# Will a 700x28 wheel



## rbmatl (Jun 11, 2007)

fit on an MB Grand Sprint (bought last spring...carbon stay/fork with Ultegra 20sp. Has 700x23 Am Classic Wheels but I need something a bit beefier with my weight...Thinking Velocity Synergy with 28mm tire.


----------



## acckids (Jan 2, 2003)

Are you talking wheels or tires. A 700c wheel would be the same size with either the Am Classic or Velocity. If you are talking tires, a 28 tire would be a tight fit with your bikes 410mm chainstays. As you probably know, each mfg's 28 are smaller or bigger than other mfg's 28. I use Michelin Pro Race 25's. They handle the chip/seal roads in Ohio very well and I'm almost 190lbs. The Pro Race is beefier than a set of Bontrager 25c tires.


----------



## California L33 (Jan 20, 2006)

rbmatl said:


> fit on an MB Grand Sprint (bought last spring...carbon stay/fork with Ultegra 20sp. Has 700x23 Am Classic Wheels but I need something a bit beefier with my weight...Thinking Velocity Synergy with 28mm tire.

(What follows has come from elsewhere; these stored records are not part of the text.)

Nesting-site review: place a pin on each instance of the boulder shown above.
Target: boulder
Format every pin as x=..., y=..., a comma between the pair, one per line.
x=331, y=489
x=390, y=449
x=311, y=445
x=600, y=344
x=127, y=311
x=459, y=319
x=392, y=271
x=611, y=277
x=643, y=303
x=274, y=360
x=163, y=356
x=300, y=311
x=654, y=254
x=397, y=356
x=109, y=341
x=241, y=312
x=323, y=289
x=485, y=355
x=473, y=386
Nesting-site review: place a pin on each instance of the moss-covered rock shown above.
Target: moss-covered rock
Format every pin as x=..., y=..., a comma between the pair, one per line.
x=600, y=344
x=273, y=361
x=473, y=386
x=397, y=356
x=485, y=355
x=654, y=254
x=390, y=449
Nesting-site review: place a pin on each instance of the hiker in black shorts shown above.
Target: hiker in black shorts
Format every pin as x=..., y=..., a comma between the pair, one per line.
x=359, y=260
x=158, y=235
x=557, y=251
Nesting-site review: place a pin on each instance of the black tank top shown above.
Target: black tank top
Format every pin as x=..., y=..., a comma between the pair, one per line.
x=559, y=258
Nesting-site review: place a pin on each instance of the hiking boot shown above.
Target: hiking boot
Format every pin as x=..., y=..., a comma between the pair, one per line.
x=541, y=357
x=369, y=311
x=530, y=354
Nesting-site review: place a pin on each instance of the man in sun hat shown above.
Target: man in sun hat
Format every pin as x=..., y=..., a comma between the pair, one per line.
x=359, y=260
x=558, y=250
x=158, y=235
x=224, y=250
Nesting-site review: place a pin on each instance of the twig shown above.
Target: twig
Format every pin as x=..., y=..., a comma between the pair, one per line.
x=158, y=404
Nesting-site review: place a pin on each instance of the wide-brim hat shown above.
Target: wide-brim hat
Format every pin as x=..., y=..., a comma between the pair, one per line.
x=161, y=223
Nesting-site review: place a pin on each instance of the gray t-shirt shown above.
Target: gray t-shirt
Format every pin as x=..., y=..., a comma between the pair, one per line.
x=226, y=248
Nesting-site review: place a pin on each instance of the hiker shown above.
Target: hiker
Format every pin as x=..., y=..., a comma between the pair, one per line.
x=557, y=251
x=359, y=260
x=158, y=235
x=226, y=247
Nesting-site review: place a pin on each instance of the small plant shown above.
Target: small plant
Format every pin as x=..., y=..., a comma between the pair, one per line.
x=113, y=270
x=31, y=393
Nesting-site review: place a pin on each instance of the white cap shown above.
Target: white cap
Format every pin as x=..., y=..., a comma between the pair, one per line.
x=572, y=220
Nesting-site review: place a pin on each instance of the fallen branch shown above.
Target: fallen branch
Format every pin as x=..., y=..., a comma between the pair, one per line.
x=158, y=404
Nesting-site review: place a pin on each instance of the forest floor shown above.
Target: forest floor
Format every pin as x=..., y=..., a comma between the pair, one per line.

What is your weight? Are you having trouble with 23s, like pinch flats? Or are you just looking for a softer ride? Have you tried a 25mm tire? There is a big difference between a 23 and a 25. It may not sound like it but a 25 gives a much softer ride and you'll find a lot more tire options out there. If you're on the fence you should be able to find 'el cheapo' 25s on closeout for $10-$15 if you want to try one- and you only need one to see what I'm talking about, on the rear. 

And are you having trouble with the wheels? Going out of true or something else? The standard 'big rider' road wheel is the Velocity Deep-V, 36 spoke. Lots of short spokes take a beating better than longer spokes, or fewer and longer spokes.


----------